Nathan parked between a van and another truck, then turned to Noelle again. “Are you sure you’re okay?”
“I told you, I’m fine. A little rattled, but what would you expect? I want to focus on finding Carissa.”
“We’ll do that.”
Noelle stared at the corrugated aluminum siding on the huge building. Even after ten years, the sawmill brought back the memories of the accident that had killed Dad and Grandma and Grandpa. Carissa’s disappearance only resurrected those memories more distinctly.
“We might as well walk from here,” she said. “We’ve got to start looking somewhere.”
They climbed from the truck to be greeted by the music of the crickets and the scent of moist earth. Noelle took a deep breath, her gaze traveling over the mossy green of the cedar trees, the splashes of orange and apricot on the tips of maple trees and the rippling green of the hay field, punctuated by huge, silver-gold bales stacked side by side in the field to the right of the lane.
This lane led around the side of the building to the Cooper settlement about a quarter of a mile away. Noelle’s ancestors had lived and farmed here for generations, expanding this property into a valuable asset that, combined with the successful sawmill, generously supported family members and dozens of employees. As a Cooper family member, Noelle received a sizable check every six months, even though she didn’t work on the property.
Noelle avoided looking at the sawmill, allowing her memories to carry her back to a safer time. She loved country life, especially the privacy and peace of this hollow in the hills. Though she also loved living in Springfield, every time she came home to Hideaway she felt a distinct tug of the heart. She loved the town of Hideaway. Even though she wouldn’t admit it to Nathan, the idea of working at the clinic appealed to something inside her that she thought had dried up and died when she’d lost her last nursing position.
Still, too many memories attacked her here on Cooper land.
“Did anyone search the mill for signs of a possible problem?” she asked. “Maybe a struggle of some kind?”
“They checked, but all they found was the ledger alongside the lane, covered in mud. Carissa obviously had been to the mill and gone, and if there’d been a problem at the mill, she certainly wouldn’t have bothered with the ledger.”

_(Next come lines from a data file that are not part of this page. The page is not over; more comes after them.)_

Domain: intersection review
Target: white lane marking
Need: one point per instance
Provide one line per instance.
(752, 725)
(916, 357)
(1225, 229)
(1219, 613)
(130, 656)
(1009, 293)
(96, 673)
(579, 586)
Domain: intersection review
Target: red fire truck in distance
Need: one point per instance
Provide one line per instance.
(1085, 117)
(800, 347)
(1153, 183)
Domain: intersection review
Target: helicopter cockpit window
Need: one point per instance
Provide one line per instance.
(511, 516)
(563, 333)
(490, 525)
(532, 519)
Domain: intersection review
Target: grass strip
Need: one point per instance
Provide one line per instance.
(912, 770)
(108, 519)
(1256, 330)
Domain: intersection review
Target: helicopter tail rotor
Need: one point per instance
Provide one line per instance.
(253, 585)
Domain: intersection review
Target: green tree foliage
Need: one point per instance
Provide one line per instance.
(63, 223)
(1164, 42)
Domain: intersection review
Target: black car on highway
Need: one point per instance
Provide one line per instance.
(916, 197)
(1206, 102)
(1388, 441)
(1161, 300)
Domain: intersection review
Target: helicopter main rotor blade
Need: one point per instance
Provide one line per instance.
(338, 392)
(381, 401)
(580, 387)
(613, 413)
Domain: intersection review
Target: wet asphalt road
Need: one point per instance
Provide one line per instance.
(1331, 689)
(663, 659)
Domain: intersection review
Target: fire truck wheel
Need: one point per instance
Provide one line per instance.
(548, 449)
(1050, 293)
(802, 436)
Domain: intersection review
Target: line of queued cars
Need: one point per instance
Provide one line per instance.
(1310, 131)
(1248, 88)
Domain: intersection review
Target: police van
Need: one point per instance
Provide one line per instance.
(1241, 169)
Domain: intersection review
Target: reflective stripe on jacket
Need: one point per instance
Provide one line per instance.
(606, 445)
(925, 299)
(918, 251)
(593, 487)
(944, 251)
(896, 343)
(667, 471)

“Could Cecil and Melva have heard a car engine from the house?”
“Not necessarily, but the dogs are usually pretty quick to pick up on the scent or sounds of a stranger, and they never sounded an alarm.”
Noelle reached into the back of Nathan’s truck, where she’d placed water flasks and a backpack with supplies, including a first-aid kit. “Want to hike from here?”

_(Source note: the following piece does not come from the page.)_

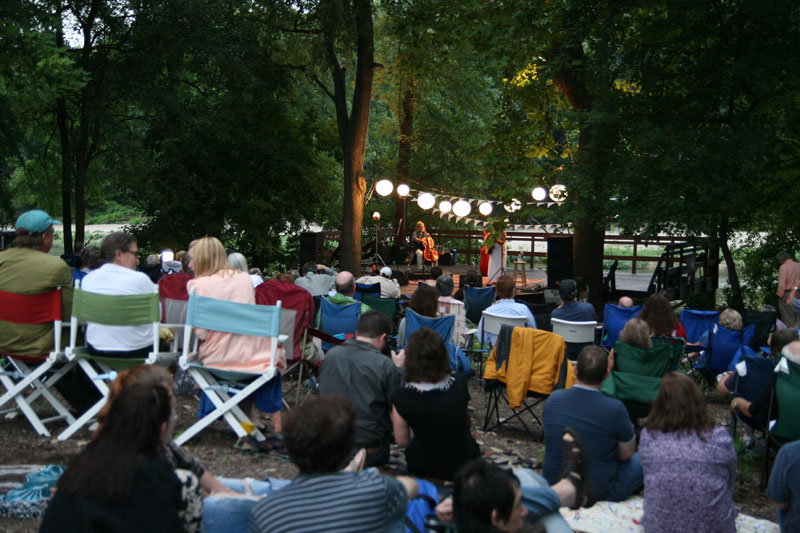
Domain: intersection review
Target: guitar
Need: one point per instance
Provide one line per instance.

“I’d love to,” he said. “But let me carry the backpack. It looks heavy.”
She strapped herself into her pack. “Think I can’t carry my own load?”
“No,” he said dryly. “I just thought, after all these years, that competitive streak of yours might have mellowed a little.”
“I’m not competitive.” She shifted the shoulder straps. “You should know that by now.”
She gazed along the lane. She wasn’t in the mood to talk to anyone in her family right now, especially since no one had called her about Carissa. Still, the lane was the quickest and safest route into the rest of the hollow, with connecting lanes and cattle trails beyond Cecil’s place. “Maybe we’ll get lucky and make it past the houses without anyone noticing us,” she said as they set off.
Nathan sniffed the tealike scent of early autumn leaves and listened to the crickets chirping from the forest on either side of the lane. Cedar Hollow—two thousand acres of fertile farm valley settled deep in the tree-lined hills—had changed little since he’d grown up here. His family’s dairy cows had grazed just across the road from the Cooper beef cattle. He and Noelle had played along Willow Creek, which followed the curve of the land until it reached Table Rock Lake, a little over two miles away.